Second-generation sequencers have been on the market for several years now, but labs that have adopted these instruments are still facing traffic jams as they seek to move and share data, participants said at last week's Bio-IT World Conference and Expo in Boston.
Sequencing centers that need to submit large datasets to public databases or provide clients with their results are finding that the files are too large to transfer over most networks. As a result, most groups are saving the data on disks and shipping it via FedEx or UPS, or literally walking it down the hall to a collaborator in an option some have dubbed "sneakernet."
As Matt Trunnell, the Broad Institute's manager of research computing, pointed out in a panel on next-generation sequencing data management and analysis, the "800-pound gorilla" at the institute is sequence data, making up 80 percent of the data he needs to manage, move, and store.

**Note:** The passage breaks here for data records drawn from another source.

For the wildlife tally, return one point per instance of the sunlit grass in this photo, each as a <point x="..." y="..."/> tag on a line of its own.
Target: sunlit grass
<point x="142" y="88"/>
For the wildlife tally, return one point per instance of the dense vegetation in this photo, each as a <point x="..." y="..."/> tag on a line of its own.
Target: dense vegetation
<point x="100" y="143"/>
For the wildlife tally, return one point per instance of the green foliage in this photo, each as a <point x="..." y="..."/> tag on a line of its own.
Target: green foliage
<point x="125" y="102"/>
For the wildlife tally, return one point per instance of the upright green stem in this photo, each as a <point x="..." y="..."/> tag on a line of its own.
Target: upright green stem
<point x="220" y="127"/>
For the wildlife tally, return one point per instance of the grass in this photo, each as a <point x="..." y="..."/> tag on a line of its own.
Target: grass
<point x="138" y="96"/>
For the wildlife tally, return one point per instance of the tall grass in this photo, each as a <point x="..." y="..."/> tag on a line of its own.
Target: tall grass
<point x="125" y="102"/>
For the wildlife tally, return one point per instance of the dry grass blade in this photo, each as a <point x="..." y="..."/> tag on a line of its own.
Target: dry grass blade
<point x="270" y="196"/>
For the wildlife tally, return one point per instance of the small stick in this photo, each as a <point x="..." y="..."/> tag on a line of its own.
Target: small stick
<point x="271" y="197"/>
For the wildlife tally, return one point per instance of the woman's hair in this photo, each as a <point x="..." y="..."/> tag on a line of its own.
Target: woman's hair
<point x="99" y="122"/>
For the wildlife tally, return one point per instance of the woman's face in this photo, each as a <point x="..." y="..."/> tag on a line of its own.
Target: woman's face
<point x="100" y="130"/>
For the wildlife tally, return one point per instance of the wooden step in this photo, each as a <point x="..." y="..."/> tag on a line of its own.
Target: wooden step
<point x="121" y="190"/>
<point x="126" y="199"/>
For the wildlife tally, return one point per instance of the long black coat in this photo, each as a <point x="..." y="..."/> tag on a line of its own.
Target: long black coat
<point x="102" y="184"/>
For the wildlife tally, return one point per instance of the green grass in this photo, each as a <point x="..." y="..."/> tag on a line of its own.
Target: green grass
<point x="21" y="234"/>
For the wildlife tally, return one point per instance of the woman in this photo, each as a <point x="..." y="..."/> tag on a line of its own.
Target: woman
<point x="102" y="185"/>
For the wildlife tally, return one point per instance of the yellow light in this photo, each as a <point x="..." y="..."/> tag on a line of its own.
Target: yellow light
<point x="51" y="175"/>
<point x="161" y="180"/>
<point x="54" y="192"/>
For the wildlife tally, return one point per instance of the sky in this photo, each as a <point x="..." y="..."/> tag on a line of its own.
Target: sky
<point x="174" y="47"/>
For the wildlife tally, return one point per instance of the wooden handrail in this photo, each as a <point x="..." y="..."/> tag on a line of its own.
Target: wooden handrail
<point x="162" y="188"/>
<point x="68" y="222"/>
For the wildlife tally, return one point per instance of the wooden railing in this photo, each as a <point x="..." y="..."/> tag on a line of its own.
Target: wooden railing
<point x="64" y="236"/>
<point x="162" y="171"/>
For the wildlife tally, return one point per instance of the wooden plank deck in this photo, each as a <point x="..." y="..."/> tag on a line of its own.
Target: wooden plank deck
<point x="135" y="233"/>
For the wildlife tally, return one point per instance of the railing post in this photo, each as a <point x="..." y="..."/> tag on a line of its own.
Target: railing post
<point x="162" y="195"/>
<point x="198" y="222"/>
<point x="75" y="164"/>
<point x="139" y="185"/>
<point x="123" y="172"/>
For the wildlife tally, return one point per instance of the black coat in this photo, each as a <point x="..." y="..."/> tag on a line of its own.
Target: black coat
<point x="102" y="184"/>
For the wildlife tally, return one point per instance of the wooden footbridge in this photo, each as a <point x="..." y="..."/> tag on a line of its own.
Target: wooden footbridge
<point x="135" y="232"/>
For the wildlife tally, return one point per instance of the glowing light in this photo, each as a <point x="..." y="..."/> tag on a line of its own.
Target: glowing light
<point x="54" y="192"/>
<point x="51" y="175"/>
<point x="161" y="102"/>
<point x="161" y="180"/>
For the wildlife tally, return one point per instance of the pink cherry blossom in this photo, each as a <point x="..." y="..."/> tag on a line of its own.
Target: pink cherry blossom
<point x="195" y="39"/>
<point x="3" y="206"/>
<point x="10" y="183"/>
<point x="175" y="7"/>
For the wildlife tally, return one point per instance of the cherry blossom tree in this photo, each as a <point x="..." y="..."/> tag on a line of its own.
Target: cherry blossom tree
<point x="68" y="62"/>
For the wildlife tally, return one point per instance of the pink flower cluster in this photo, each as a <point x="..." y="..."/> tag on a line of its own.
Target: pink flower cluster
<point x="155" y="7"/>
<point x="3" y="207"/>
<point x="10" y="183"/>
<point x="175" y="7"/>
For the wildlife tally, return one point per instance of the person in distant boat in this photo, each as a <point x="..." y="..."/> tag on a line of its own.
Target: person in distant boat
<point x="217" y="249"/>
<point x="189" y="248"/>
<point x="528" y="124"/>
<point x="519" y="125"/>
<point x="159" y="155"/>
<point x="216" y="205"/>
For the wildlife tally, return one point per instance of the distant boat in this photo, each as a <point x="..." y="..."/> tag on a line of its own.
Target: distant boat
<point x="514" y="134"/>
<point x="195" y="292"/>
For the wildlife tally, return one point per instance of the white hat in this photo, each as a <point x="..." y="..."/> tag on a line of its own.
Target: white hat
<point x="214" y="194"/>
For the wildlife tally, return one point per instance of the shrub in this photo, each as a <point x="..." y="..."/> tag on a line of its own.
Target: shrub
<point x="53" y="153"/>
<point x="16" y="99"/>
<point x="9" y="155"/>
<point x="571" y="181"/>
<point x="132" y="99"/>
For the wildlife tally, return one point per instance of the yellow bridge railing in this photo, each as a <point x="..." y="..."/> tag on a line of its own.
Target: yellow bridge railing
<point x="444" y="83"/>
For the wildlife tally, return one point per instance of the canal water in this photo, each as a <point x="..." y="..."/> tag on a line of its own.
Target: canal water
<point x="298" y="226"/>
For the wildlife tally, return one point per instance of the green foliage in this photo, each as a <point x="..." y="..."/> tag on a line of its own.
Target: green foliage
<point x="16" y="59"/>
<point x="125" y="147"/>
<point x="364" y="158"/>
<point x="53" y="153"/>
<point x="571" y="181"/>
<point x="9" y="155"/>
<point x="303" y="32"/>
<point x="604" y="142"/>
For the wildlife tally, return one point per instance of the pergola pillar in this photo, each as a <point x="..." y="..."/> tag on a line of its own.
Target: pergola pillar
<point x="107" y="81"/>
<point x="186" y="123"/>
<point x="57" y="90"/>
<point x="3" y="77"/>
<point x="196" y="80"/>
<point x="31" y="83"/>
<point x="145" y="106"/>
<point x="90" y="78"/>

The Broad delivers all of its sequence data to the National Center for Biotechnology Information, but at the current pace of scale-up and technology development, Trunnell estimated that the institute might be submitting 10-20 terabytes per day by the end of the year.
The Internet doesn't work anymore for that kind of data trafficking, he said. "This model is starting to collapse under its own weight."
Harvard University's George Church said in a separate panel discussion that sequencing technology had been following Moore's Law-like growth curves, but since 2005 — when second-generation sequencers first entered the market — it has been growing so rapidly that its growth rate "could get ahead of computing."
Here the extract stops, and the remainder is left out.